The authors began by first defining “anomaly momentum” as the future abnormal returns to anomaly-identified stocks that exhibit better (or more positive) returns than other anomalies. They then defined “anomaly value” as the future abnormal returns to anomaly-identified stocks that exhibit higher recent book-to-market ratios. Their sample includes U.S. stocks over the period January 1975 through December 2014.
Following is a summary of their findings:
- There is significant persistence in the relative rankings of anomalies with respect to their past one-month returns as well as their past year’s historical adjusted book-to-market ratio—77 (85) percent of the anomalies exhibit a relative (absolute) momentum.
- Anomalies that have performed well in the past month continue to outperform those that have performed poorly by about 60 basis points (bps) per month. The performance is stronger for absolute momentum.
- Anomalies that exhibit a value orientation outperform anomalies that exhibit a growth orientation going forward by about 30 bps per month—77 percent of the anomalies exhibit a relative value effect.
- Their strategy significantly outperforms a naive diversification strategy of equal weighting across anomalies.
- The performance of their strategy improves using absolute momentum (time series) and value rankings instead of relative rankings (cross-sectional).

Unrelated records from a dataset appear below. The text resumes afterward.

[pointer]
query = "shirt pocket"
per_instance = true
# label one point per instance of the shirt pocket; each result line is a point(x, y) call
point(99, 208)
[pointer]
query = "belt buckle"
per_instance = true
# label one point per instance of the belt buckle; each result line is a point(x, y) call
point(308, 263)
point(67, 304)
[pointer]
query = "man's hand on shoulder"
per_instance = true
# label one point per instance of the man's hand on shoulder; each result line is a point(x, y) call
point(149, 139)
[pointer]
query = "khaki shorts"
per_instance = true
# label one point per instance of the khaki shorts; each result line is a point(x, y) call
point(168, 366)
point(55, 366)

- Combining momentum and value to construct the “super winner” portfolio, investing in the anomalies that are both “winning” in terms of past month’s performance and “winning” in terms of past year’s historical adjusted book-to-market ratio, results in an abnormal return of 1.08 percent per month. In contrast, the “super losing” portfolio (“losing” past performance as well as past adjusted book-to-market ratio) has an abnormal return of only 0.11 percent per month. Hence, investing in super winning portfolios generates an additional 0.97 percent per month.
- Their results are robust to a wide variety of specifications.
- The anomaly momentum/value is distinct from and cannot be explained by individual stock momentum/value or industry momentum/value.
Their findings led the authors to conclude:
“Our findings further corroborate the hypothesis that mispricing is an important source of anomaly profits.”
“We are the first to document that value works across anomalies and that anomaly-value and anomaly-momentum can be combined to create a powerful trading strategy.”
Finally, they suggested:
“that anomaly momentum can reduce tail risk when used to time investment decisions.”
Their study contributes to the body of evidence suggesting that investors can improve the efficiency of their portfolios by using investment vehicles that incorporate both value and momentum strategies.